In our study, 33% of children experienced VF. Varying VF rates have been reported in other studies. Jittamala P. et al. reported VF in 20% of 202 Thai HIV-infected children, median duration of treatment until VF was 26 (range: 24-168) weeks [5]. Barth R. et al. reported VF in 38% of 81 HIV-infected children in rural South Africa with the median duration of NNRTI-based HAART of 31 weeks [19]. The number of children in these studies with VF indicated a need of second-line antiretroviral therapy; VF mostly occurred in the first year of HAART [5, 19]. Early detection of VF might allow for more second-line options. Therefore, HIV-RNA performed at 6 and 12 months after NNRTI-based HAART initiation could potentially capture the most failing children.

The sensitivity of IF in our study was low and is comparable to previous results in African HIV-infected children of 3.5% of clinical and immunologic criteria in identifying VF [13]. The criterion of IF is less sensitive to detect treatment failure compared to VF and should not be recommended [19]. However, IF criteria may continue to be used in resource-limited settings because HIV-RNA measurements are not as available as CD4 measurements.

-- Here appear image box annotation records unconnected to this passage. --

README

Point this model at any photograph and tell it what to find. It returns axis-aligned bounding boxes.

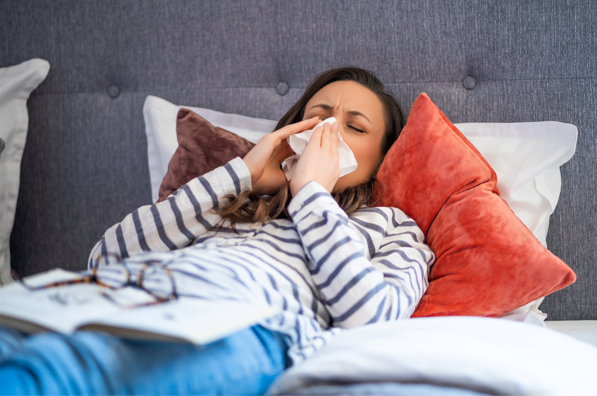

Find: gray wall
[0,0,597,320]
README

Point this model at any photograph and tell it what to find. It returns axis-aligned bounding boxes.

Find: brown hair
[218,66,404,223]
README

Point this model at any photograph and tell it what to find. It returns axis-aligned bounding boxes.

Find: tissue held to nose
[282,117,357,180]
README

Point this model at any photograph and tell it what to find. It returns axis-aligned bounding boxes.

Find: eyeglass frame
[11,253,179,309]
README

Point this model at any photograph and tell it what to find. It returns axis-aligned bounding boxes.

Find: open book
[0,269,277,345]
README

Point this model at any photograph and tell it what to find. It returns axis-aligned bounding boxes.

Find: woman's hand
[243,117,319,195]
[290,122,342,196]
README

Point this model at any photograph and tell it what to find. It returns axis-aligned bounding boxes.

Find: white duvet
[269,317,597,395]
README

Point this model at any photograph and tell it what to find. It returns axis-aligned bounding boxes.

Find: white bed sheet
[268,316,597,396]
[544,320,597,347]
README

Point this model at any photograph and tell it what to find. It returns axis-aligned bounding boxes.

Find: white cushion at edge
[0,59,50,284]
[455,121,578,325]
[269,317,597,395]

Predictors associated with VF have been reported. Low CD4% at baseline (< 25%), and physician documentation of poor adherence were associated with VF (P < 0.05) in one study [13]. Another study reported Thai HIV-infected children receiving NVP to be 3.7 times more likely to develop VF than those receiving EFV (P = 0.006) [5]. However, we found no association of low CD4% or NNRTI type and VF in our report. This may be explained by limited number of children in our study.

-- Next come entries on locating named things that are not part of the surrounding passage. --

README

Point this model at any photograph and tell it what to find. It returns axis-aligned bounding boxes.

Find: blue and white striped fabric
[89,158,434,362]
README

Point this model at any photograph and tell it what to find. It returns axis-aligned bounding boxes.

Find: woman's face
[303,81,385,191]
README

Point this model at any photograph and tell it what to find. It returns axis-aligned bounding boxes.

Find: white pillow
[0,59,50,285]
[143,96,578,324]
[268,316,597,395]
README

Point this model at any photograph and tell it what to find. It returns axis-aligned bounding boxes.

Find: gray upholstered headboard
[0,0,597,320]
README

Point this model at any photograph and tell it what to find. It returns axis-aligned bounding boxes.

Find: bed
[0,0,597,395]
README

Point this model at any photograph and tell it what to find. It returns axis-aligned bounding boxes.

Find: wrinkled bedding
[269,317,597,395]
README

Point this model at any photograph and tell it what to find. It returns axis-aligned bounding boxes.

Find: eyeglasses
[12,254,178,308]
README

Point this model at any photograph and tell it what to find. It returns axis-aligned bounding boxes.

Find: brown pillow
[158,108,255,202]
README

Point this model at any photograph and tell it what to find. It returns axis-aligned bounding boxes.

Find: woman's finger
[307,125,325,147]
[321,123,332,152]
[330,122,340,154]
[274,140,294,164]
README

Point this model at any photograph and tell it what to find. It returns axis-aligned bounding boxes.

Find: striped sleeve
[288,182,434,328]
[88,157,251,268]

Adverse events after NNRTI-based HAART commencement were reported. Using zidovudine has been related to severe anemia [25]. The proportion of children with elevated ALT grades 3-4 in our study was 1% which is lower than 3.4% in African HIV-infected children in a previous report [26]. Dyslipidemia is a common observation among HIV-infected children after HAART[27]which need the long-term follow-up.

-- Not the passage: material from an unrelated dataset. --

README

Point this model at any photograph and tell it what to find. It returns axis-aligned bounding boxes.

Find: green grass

This strength of study is the efficacy data of HIV-infected children in resource-limited setting with HIV-RNA measurement. This study has some limitation as genotypic resistance testing was not available at the time the study was conducted. There is inadequate data on the best strategy for HIV-RNA monitoring [10], therefore the future studies should be conducted to evaluate the best approaches to use HIV-RNA monitoring.

Conclusion

In summary, NNRTI-based HAART has shown significant improvement of clinical, immunologic and virologic outcomes. At 96 weeks, 75% of children had suppressed plasma HIV-RNA and 89% had immune recovery. Almost all of VF occurred in the first year after HAART initiation. Immunologic failure had low sensitivity and should not be relied on as a monitoring for treatment failure. Plasma HIV-RNA should be performed once, and preferably twice, in the first year after NNRTI-based HAART to detect early treatment failure, and subsequently once a year if feasible as a routine monitoring for all on HAART.

Financial disclosure and Conflict of interest

All authors declare no conflict of interest and that member of their immediate families do not have a financial interest in or arrangement with any commercial organization that may have a direct interest in the subject matter of this article.